Joseph Edward Odom (born December 14, 1979) is an American former professional football player who was a linebacker in the National Football League (NFL). He was selected by the Chicago Bears in the sixth round of the 2003 NFL draft. He played college football for the Purdue Boilermakers.

==Early life and college==
Odom attended Civic Memorial High School in Bethalto, Illinois. He played college football at Purdue University from 1999 to 2002.

==Professional career==
===Chicago Bears===
Odom was selected by the Chicago Bears in the sixth round, with the 191st overall pick, of the 2003 NFL draft. He officially signed with the team on June 9, 2003. He played in 10 games, starting three, for the Bears in 2003, recording 21 solo tackles, seven assisted tackles, one pass breakup and one fumble recovery. Odom was placed on injured reserve on November 21, 2003.
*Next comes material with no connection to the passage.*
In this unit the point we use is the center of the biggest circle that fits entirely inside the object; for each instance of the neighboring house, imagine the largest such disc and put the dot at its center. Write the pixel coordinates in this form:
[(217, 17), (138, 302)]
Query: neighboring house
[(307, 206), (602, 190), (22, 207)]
He played in 16 games, starting five, in 2004, totaling 23 solo tackles and six assisted tackles. He appeared in two games in 2005, recording one solo tackle and one fumble recovery, before being placed on injured reserve on October 8, 2005. He was waived on August 21, 2006.

===Buffalo Bills===
On August 22, 2006, Odom was claimed off of waivers by the Buffalo Bills. He was waived/injured on September 2 and reverted to injured reserve the next day.

==Personal life==
Odom was later an account executive for Stephen Gould Corporation.